Continuity of f(x,y)=(x^3)/(x^2 + y^2) at (0,0)

[Poopsilon]

So my text says that the piece-wise function f(x,y)=(x^3)/(x^2 + y^2) for (x,y)≠(0,0) and f(0,0)=0 is continuous due to the fact both its partial derivatives are bounded. I can't see how this follows, I mean the only point at which the reader would be worried about continuity is at the point (0,0) and to show that it is continuous at that point I would simply bound the function by g(x,y)=x and then show that this function goes to 0 as x -> 0. But why would the partial derivatives being bounded allow us to conclude that f(x,y) is continuous at (0,0)?

 

[Bacle]

I wonder if that condition is slightly weaker than the one that would guarantee
differentiability--and therefore continuity-- at (0,0), which is that the partials
exist and are continuous.
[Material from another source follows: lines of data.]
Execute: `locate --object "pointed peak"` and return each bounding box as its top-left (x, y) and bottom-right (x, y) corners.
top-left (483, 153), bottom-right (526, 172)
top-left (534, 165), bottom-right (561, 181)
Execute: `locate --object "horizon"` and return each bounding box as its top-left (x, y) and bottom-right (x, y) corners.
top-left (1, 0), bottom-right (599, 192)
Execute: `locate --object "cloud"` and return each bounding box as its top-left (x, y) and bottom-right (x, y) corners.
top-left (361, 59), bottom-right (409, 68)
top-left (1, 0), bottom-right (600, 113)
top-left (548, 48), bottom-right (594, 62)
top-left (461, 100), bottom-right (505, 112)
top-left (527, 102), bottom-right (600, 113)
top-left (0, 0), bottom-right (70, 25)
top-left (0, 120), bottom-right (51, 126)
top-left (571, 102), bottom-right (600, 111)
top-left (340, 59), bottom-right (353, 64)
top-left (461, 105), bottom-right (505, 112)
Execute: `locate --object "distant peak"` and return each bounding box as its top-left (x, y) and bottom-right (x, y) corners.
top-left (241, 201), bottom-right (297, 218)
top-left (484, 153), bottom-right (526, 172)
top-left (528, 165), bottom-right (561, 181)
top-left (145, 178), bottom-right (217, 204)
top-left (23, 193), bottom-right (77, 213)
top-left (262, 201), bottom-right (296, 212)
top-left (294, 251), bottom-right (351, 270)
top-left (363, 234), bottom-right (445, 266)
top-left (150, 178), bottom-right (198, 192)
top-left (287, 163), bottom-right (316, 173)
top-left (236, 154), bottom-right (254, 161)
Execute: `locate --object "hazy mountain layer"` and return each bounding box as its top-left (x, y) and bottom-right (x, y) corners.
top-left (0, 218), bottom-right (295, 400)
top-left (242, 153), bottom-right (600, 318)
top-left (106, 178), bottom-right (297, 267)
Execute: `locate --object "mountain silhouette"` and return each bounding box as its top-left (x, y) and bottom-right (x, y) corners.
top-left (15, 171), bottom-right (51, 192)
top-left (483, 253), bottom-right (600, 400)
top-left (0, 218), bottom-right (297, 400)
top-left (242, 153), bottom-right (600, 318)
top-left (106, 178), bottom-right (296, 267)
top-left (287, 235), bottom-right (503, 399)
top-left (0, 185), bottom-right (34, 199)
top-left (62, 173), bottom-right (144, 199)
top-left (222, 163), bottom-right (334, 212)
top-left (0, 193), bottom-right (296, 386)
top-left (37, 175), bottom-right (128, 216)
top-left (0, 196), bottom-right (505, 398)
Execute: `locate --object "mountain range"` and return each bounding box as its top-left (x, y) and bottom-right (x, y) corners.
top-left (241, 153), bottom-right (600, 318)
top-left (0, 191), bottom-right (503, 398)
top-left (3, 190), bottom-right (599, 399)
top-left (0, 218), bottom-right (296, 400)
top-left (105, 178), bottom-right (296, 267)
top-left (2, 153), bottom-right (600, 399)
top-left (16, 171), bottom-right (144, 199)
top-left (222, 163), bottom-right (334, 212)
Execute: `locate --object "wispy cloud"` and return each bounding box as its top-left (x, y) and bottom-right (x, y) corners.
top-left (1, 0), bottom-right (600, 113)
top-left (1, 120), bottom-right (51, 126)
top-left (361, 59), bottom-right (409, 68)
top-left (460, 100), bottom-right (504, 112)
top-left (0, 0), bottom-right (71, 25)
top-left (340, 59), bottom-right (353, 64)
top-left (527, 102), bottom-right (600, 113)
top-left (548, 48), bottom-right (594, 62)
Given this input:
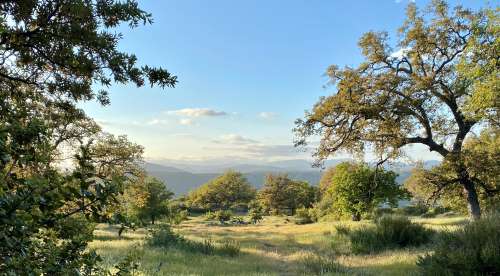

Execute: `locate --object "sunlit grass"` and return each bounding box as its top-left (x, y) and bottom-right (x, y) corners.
top-left (90, 215), bottom-right (467, 275)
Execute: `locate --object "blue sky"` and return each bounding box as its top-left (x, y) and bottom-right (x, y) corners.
top-left (82, 0), bottom-right (486, 163)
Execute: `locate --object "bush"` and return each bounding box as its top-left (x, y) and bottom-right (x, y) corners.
top-left (146, 224), bottom-right (240, 257)
top-left (205, 210), bottom-right (216, 220)
top-left (214, 210), bottom-right (232, 224)
top-left (300, 254), bottom-right (343, 275)
top-left (146, 224), bottom-right (183, 248)
top-left (294, 208), bottom-right (317, 225)
top-left (418, 215), bottom-right (500, 275)
top-left (248, 202), bottom-right (265, 224)
top-left (170, 210), bottom-right (189, 225)
top-left (336, 215), bottom-right (434, 254)
top-left (230, 216), bottom-right (246, 225)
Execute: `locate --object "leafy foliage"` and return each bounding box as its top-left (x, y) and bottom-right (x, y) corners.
top-left (125, 177), bottom-right (174, 225)
top-left (404, 128), bottom-right (500, 214)
top-left (337, 215), bottom-right (434, 254)
top-left (418, 214), bottom-right (500, 275)
top-left (320, 162), bottom-right (406, 220)
top-left (0, 0), bottom-right (175, 273)
top-left (187, 170), bottom-right (256, 211)
top-left (258, 173), bottom-right (317, 215)
top-left (294, 0), bottom-right (499, 219)
top-left (248, 200), bottom-right (265, 224)
top-left (214, 210), bottom-right (232, 224)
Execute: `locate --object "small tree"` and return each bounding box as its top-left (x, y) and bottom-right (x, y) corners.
top-left (258, 174), bottom-right (317, 215)
top-left (248, 201), bottom-right (264, 224)
top-left (133, 177), bottom-right (174, 225)
top-left (187, 170), bottom-right (256, 211)
top-left (323, 162), bottom-right (405, 221)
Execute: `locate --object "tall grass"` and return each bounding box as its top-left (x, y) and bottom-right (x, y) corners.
top-left (418, 214), bottom-right (500, 275)
top-left (336, 215), bottom-right (434, 254)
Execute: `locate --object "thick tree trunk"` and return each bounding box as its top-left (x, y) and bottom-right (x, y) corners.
top-left (460, 175), bottom-right (481, 220)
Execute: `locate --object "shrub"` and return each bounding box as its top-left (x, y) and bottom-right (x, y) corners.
top-left (146, 224), bottom-right (183, 248)
top-left (170, 210), bottom-right (189, 225)
top-left (248, 202), bottom-right (265, 224)
top-left (214, 210), bottom-right (232, 224)
top-left (230, 216), bottom-right (246, 225)
top-left (146, 224), bottom-right (240, 257)
top-left (300, 254), bottom-right (343, 275)
top-left (294, 207), bottom-right (317, 225)
top-left (205, 211), bottom-right (216, 220)
top-left (418, 215), bottom-right (500, 275)
top-left (336, 215), bottom-right (434, 254)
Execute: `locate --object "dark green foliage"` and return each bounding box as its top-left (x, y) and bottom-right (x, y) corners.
top-left (337, 215), bottom-right (434, 254)
top-left (147, 224), bottom-right (240, 257)
top-left (418, 215), bottom-right (500, 275)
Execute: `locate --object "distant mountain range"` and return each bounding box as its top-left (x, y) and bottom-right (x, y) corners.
top-left (143, 159), bottom-right (440, 195)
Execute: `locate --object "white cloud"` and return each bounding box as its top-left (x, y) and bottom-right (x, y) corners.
top-left (179, 118), bottom-right (195, 125)
top-left (147, 119), bottom-right (168, 125)
top-left (167, 108), bottom-right (228, 117)
top-left (259, 112), bottom-right (276, 119)
top-left (212, 134), bottom-right (259, 145)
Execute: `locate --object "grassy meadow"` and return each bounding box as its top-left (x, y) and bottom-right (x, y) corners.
top-left (90, 215), bottom-right (468, 275)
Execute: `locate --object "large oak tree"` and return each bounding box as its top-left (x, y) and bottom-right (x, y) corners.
top-left (294, 1), bottom-right (498, 219)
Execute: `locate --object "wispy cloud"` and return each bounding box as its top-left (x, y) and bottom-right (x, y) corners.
top-left (212, 134), bottom-right (259, 145)
top-left (259, 112), bottom-right (277, 119)
top-left (147, 119), bottom-right (169, 125)
top-left (166, 108), bottom-right (228, 117)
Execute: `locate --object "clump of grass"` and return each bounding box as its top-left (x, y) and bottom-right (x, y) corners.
top-left (217, 239), bottom-right (241, 257)
top-left (336, 215), bottom-right (434, 254)
top-left (418, 214), bottom-right (500, 275)
top-left (300, 253), bottom-right (343, 275)
top-left (146, 224), bottom-right (240, 257)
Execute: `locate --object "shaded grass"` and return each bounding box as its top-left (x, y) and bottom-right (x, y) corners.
top-left (90, 215), bottom-right (467, 275)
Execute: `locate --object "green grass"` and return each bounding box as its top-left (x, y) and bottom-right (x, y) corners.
top-left (90, 215), bottom-right (467, 275)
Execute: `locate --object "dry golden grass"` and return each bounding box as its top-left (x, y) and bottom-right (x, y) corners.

AFAIK, continuous partials existing is sufficient, but
not necessary for continuity.

 

[o(1)]

I happened to stumble upon a similar theorem in one of Rudin's exercises.

Having to check continuity of the function in 0 only, I would desume it by the fact that partial derivatives are limited this way:

Take a in R^2 different from the origin, with a = (a_1, a_2)
Chose b so that b=(0,a_2).

So that the following identity:
f(0)-f(a) = ||a-b|| * (f(a)) -(f(b))/||a-b|| - |0-b||*(f(0)-f(b))/||0-b||)

When b approaches 0, given the condition on the partial derivatives, is 0 for every a.

Please do correct me if I am wrong.

/edited for misspelling